I have the Ryobi, and I would remove it. It will give You just a little more height to the bit. It may also hold the router a bit more solid., just My opinion


----------



## xplorx4 (Dec 1, 2008)

Greetings Terry and welcome to the router forum. Thank you for joining us, and remember to have fun, build well and above all be safe.

Remove it.


----------



## The Warthog (Nov 29, 2010)

I take it you got the one with the router included. Did you have a look at the assembled one in the store? I would take the plastic base off it anyway, as I do with my Mastercraft router on my Ryobi table.
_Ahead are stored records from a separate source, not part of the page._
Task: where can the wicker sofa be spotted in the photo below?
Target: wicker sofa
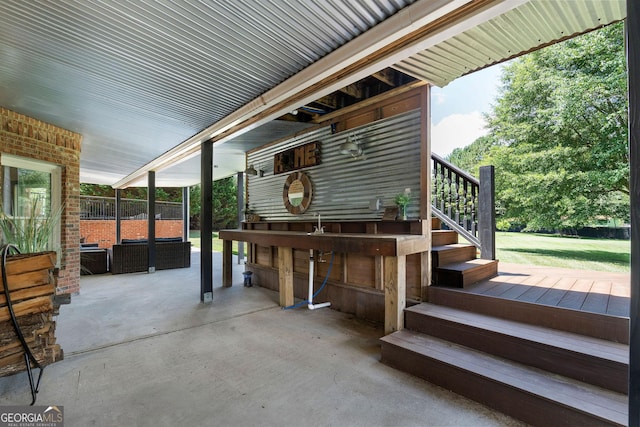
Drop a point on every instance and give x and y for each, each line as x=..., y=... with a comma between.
x=132, y=256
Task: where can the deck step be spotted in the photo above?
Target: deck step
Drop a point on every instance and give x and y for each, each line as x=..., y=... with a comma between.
x=459, y=275
x=453, y=253
x=529, y=394
x=591, y=360
x=443, y=237
x=606, y=327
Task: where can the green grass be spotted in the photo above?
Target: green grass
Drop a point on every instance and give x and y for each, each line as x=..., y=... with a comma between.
x=565, y=252
x=194, y=238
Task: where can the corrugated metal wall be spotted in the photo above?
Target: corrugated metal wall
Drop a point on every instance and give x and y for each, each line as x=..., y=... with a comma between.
x=343, y=187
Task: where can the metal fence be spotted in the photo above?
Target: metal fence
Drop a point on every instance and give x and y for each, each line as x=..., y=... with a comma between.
x=94, y=207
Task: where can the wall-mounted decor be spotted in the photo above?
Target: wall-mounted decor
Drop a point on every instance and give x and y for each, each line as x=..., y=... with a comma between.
x=304, y=156
x=297, y=193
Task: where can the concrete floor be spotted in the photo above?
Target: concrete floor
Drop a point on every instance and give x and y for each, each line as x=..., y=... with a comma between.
x=140, y=350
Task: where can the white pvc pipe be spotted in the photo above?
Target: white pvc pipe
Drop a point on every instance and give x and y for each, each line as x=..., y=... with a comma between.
x=311, y=305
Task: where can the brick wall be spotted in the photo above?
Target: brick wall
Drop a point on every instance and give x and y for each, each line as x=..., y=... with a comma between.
x=103, y=232
x=27, y=137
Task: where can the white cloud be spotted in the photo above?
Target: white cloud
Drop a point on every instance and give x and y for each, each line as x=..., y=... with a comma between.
x=456, y=131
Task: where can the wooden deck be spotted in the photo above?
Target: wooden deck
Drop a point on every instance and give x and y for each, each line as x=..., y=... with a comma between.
x=588, y=291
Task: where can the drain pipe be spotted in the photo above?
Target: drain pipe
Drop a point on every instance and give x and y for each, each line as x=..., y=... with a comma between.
x=311, y=305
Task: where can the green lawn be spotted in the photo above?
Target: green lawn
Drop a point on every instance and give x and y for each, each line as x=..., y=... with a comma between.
x=194, y=238
x=566, y=252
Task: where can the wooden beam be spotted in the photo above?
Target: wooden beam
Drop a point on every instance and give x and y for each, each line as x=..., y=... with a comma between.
x=385, y=76
x=285, y=276
x=354, y=90
x=378, y=244
x=395, y=293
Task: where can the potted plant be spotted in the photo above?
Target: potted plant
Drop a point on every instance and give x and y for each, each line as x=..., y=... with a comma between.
x=29, y=234
x=402, y=201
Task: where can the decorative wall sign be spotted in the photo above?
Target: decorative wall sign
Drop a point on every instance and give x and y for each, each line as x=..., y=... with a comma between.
x=297, y=193
x=296, y=158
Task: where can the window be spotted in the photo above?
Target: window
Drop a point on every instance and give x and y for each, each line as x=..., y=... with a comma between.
x=31, y=191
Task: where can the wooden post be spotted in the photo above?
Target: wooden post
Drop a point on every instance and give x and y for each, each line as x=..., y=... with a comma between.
x=426, y=179
x=395, y=292
x=487, y=213
x=185, y=213
x=206, y=218
x=240, y=198
x=633, y=74
x=227, y=268
x=285, y=276
x=118, y=216
x=151, y=220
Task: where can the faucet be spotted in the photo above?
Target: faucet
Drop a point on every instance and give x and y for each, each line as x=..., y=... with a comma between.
x=319, y=229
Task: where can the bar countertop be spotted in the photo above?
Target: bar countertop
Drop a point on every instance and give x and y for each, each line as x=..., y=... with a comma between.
x=362, y=243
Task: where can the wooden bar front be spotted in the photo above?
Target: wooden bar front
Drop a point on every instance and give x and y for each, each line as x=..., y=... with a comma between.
x=386, y=254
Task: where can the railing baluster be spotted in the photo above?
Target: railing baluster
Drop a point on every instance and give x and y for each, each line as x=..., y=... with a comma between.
x=456, y=200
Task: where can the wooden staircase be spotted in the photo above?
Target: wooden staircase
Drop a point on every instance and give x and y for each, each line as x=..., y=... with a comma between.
x=539, y=375
x=455, y=264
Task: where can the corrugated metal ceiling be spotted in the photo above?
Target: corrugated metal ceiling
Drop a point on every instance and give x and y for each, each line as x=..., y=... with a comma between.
x=533, y=24
x=137, y=78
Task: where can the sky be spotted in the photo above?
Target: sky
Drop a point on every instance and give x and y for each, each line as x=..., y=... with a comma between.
x=456, y=109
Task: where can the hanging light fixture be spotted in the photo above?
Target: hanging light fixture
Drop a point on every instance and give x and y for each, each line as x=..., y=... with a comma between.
x=351, y=147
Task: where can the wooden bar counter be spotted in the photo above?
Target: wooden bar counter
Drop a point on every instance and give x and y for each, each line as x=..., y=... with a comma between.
x=392, y=248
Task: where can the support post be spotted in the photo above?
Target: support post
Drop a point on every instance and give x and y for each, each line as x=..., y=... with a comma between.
x=633, y=74
x=206, y=222
x=185, y=213
x=118, y=216
x=285, y=276
x=151, y=220
x=240, y=198
x=227, y=269
x=395, y=292
x=487, y=213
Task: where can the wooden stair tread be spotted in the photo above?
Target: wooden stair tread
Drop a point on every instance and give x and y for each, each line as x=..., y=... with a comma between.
x=451, y=246
x=606, y=327
x=467, y=265
x=595, y=401
x=569, y=341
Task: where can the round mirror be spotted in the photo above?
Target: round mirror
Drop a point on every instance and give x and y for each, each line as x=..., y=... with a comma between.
x=296, y=194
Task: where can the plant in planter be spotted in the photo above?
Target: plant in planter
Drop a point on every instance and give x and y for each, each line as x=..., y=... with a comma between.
x=32, y=233
x=29, y=286
x=402, y=201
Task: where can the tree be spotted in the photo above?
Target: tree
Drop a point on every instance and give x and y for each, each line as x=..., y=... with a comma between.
x=224, y=200
x=225, y=203
x=558, y=134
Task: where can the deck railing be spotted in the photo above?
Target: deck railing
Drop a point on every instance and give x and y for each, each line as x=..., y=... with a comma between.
x=465, y=204
x=94, y=207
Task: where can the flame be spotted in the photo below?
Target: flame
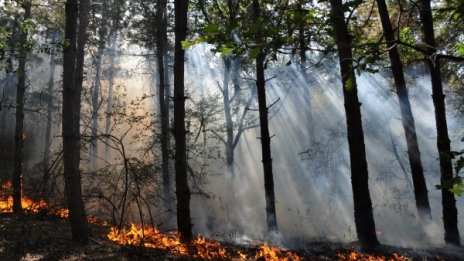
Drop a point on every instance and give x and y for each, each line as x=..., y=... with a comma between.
x=153, y=238
x=200, y=247
x=6, y=203
x=354, y=256
x=275, y=254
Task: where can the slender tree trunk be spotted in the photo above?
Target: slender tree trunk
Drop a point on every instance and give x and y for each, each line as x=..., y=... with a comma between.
x=228, y=116
x=48, y=130
x=19, y=128
x=95, y=107
x=182, y=188
x=450, y=212
x=73, y=61
x=163, y=99
x=103, y=37
x=109, y=101
x=271, y=217
x=363, y=214
x=417, y=172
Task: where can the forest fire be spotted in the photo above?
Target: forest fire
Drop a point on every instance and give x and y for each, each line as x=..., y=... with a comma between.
x=355, y=256
x=6, y=202
x=275, y=254
x=199, y=248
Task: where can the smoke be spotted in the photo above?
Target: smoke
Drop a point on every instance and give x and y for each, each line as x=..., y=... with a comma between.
x=312, y=181
x=312, y=177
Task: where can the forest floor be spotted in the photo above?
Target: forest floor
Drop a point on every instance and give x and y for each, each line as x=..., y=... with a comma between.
x=46, y=237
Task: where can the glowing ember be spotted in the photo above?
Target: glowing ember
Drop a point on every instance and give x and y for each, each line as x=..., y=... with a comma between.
x=6, y=203
x=354, y=256
x=275, y=254
x=153, y=238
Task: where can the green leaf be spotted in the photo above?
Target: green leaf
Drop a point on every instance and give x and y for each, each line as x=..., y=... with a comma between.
x=187, y=44
x=226, y=51
x=350, y=84
x=459, y=48
x=255, y=52
x=458, y=189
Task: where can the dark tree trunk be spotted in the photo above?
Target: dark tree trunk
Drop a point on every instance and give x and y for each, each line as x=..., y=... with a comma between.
x=48, y=129
x=228, y=116
x=95, y=106
x=417, y=172
x=19, y=128
x=102, y=34
x=161, y=41
x=450, y=212
x=271, y=217
x=363, y=214
x=73, y=61
x=109, y=102
x=182, y=188
x=307, y=93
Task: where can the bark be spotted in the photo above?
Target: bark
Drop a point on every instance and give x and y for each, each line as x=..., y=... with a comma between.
x=16, y=179
x=271, y=217
x=73, y=61
x=102, y=34
x=161, y=42
x=450, y=212
x=95, y=106
x=363, y=214
x=182, y=188
x=417, y=172
x=109, y=102
x=228, y=116
x=48, y=129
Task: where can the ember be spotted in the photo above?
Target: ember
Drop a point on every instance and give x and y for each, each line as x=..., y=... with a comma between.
x=200, y=247
x=153, y=238
x=6, y=202
x=275, y=254
x=354, y=256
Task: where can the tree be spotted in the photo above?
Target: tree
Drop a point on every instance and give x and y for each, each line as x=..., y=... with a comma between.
x=48, y=127
x=271, y=217
x=73, y=62
x=182, y=188
x=417, y=172
x=163, y=96
x=450, y=212
x=20, y=93
x=363, y=214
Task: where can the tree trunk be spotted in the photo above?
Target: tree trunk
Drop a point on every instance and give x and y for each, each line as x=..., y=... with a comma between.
x=95, y=107
x=163, y=98
x=73, y=61
x=271, y=217
x=420, y=187
x=228, y=116
x=363, y=214
x=48, y=129
x=109, y=101
x=182, y=188
x=19, y=128
x=450, y=212
x=102, y=34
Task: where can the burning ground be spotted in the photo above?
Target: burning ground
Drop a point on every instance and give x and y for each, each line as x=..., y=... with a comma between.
x=43, y=233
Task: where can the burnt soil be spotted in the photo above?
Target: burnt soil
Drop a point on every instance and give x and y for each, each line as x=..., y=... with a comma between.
x=47, y=237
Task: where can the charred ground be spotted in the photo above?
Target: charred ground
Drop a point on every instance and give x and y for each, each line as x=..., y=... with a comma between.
x=45, y=236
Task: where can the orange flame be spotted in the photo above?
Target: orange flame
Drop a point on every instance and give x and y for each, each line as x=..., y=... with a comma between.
x=275, y=254
x=153, y=238
x=6, y=203
x=354, y=256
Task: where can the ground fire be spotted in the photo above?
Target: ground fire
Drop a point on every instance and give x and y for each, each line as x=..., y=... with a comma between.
x=201, y=247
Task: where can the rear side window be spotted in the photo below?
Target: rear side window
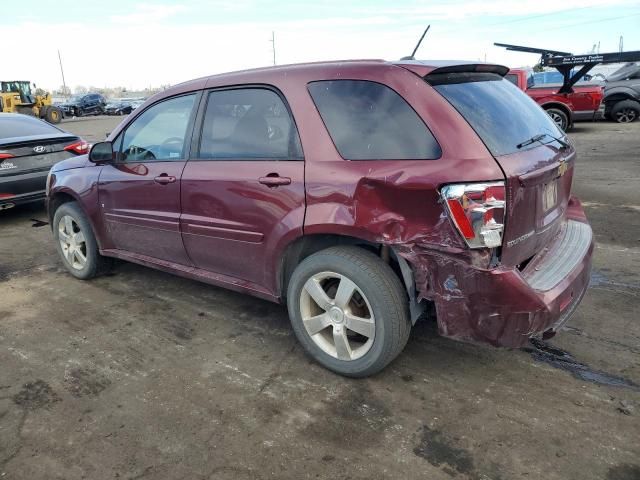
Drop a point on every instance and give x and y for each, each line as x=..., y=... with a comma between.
x=500, y=113
x=248, y=123
x=22, y=126
x=369, y=121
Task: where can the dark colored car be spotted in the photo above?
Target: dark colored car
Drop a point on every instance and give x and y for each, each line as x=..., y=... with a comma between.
x=583, y=103
x=80, y=105
x=118, y=108
x=363, y=194
x=28, y=149
x=622, y=94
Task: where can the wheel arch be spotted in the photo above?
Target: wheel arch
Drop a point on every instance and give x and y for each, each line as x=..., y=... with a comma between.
x=304, y=246
x=559, y=106
x=60, y=197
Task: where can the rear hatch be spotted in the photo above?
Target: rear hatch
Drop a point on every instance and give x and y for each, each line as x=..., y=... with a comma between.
x=533, y=153
x=25, y=160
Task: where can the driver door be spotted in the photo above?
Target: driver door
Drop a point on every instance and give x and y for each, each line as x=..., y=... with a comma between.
x=140, y=192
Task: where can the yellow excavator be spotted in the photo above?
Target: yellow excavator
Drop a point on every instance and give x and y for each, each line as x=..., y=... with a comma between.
x=16, y=97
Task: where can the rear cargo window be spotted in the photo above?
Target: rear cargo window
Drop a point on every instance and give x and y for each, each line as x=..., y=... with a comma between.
x=12, y=126
x=500, y=113
x=369, y=121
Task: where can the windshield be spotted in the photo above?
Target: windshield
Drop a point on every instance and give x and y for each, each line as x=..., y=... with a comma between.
x=501, y=114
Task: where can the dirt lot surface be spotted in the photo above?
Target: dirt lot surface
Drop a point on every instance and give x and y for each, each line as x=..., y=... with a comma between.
x=145, y=375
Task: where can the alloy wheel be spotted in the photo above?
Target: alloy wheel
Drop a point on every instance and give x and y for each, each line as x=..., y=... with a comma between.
x=72, y=242
x=558, y=120
x=337, y=316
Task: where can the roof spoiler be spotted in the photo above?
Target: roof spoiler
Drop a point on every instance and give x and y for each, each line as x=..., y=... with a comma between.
x=470, y=68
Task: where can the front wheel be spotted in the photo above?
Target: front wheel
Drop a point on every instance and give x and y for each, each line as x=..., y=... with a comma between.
x=349, y=310
x=560, y=118
x=53, y=115
x=625, y=111
x=77, y=244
You can also make auxiliary bases for different purposes, for instance to give yourself a straight edge, or to make a trammel (circle guide) The plastic face is for handheld routing.


----------



## jw2170 (Jan 24, 2008)

Hi Terry,

Welcome to the forum


----------



## dutchman 46 (May 23, 2007)

I don't think so, but every router I have seen with the plastic base plate come off with the help of removing 3, or4 screws. Lay them aside with the plate. I have seen one small router with a sticky sheet plastic. Those are the only ones that need to stay!


----------